L’accusa contestata a due ostetriche del reparto di Ostetricia e ginecologia è di cooperazione in omicidio colposo. Al centro dell’inchiesta ci sono le fasi del travaglio, il monitoraggio del battito fetale e la mancata attivazione, secondo l’impostazione accusatoria, di un parto cesareo d’urgenza.
Le contestazioni della Procura
Nella richiesta firmata dal procuratore aggiunto Santo Melidona, le due ostetriche vengono chiamate in causa per il presunto mancato riconoscimento di chiari segnali di sofferenza fetale.
Secondo quanto riportato nell’atto, avendo la responsabilità di monitorare l’evoluzione del travaglio mediante cardiotocografo, non avrebbero riconosciuto «chiari segni di sofferenza fetale» e non avrebbero richiesto l’intervento del ginecologo in presenza di anomalie cardiotocografiche. Sempre secondo la Procura, il tracciato cardiotocografico sarebbe poi stato interrotto nonostante una diversa indicazione medica.
La perizia: «Il bimbo sarebbe potuto nascere vivo»
Un passaggio decisivo, nella ricostruzione degli inquirenti, è rappresentato dalla perizia tecnica affidata dalla Procura alla professoressa Alfonsa Pizzo e al dottor Giovanni Andò, consulenti esperti in materia.
Nelle conclusioni, i periti sostengono che, qualora fossero state osservate le prescrizioni delle Linee guida e le indicazioni del ginecologo, con un grado di probabilità ritenuto molto elevato sarebbe stato possibile procedere con un parto cesareo d’urgenza. Un intervento che, secondo la consulenza, avrebbe consentito al feto di nascere vivo.
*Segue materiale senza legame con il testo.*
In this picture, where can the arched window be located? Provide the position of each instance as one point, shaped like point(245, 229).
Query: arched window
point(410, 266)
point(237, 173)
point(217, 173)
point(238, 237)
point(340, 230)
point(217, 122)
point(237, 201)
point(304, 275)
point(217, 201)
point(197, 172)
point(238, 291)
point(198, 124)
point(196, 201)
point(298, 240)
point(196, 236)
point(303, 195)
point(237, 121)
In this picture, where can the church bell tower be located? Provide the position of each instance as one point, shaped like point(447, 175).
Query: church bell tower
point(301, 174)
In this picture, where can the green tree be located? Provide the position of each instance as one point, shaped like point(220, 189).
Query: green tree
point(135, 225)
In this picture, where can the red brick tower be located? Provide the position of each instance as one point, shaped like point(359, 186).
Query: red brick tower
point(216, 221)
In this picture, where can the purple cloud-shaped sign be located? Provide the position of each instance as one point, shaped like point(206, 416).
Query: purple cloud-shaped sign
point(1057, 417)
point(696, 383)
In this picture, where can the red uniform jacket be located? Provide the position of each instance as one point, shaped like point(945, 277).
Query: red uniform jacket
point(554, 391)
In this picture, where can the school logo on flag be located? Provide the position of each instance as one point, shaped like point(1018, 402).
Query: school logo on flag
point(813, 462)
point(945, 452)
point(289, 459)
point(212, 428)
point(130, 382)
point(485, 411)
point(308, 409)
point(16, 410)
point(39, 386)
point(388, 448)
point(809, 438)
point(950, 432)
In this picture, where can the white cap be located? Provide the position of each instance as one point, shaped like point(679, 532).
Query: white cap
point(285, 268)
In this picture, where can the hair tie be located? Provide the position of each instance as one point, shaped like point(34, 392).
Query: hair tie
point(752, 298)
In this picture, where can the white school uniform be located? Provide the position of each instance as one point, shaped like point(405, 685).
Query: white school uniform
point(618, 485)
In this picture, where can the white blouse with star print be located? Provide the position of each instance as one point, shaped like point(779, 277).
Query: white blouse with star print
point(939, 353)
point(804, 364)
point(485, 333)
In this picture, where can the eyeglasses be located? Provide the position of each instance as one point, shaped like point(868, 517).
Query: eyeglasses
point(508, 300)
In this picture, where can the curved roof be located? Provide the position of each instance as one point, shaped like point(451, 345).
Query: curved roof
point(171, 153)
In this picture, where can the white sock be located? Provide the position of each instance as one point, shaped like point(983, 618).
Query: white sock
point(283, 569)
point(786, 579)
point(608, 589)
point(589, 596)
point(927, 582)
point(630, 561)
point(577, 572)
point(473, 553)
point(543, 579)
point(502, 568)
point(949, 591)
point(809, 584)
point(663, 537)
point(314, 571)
Il dolore dei genitori e la richiesta di verità
Per ottenere giustizia e fare piena luce su quanto accaduto, i genitori del piccolo Matteo, residenti a Taurianova, si sono affidati a Giesse Risarcimento Danni di Lamezia Terme, gruppo specializzato nei casi di malasanità.
«Quella sera la mamma del piccolo Matteo aveva provato a chiedere più volte, tra crescente disperazione, il cesareo, ma purtroppo le era stato più volte negato», ha dichiarato Mary Paolella, consulente di Giesse Lamezia Terme. «L’intero periodo della gravidanza era andato per il meglio, mamma e bimbo erano in ottime condizioni. Si tratta di una tragedia inaccettabile, da cui entrambi i poveri genitori non si sono più ripresi».
Supplemento d’indagine su un terzo sanitario
Per la stessa vicenda resta aperto anche un ulteriore fronte investigativo. È infatti in corso un supplemento d’indagine nei confronti di un altro sanitario coinvolto, per il quale inizialmente era stata chiesta l’archiviazione.
Giesse, tramite il proprio legale fiduciario, ha presentato opposizione all’archiviazione, ritenendo che vi fossero elementi da approfondire anche rispetto a questa posizione. Il Gip Francesca Mirabelli ha accolto la richiesta, disponendo nuovi accertamenti.
Il procedimento potrebbe prendere il via nel mese di ottobre. A quel punto si capirà se il processo riguarderà soltanto le due ostetriche o se potrà estendersi anche alla posizione del terzo sanitario presente quella sera in reparto.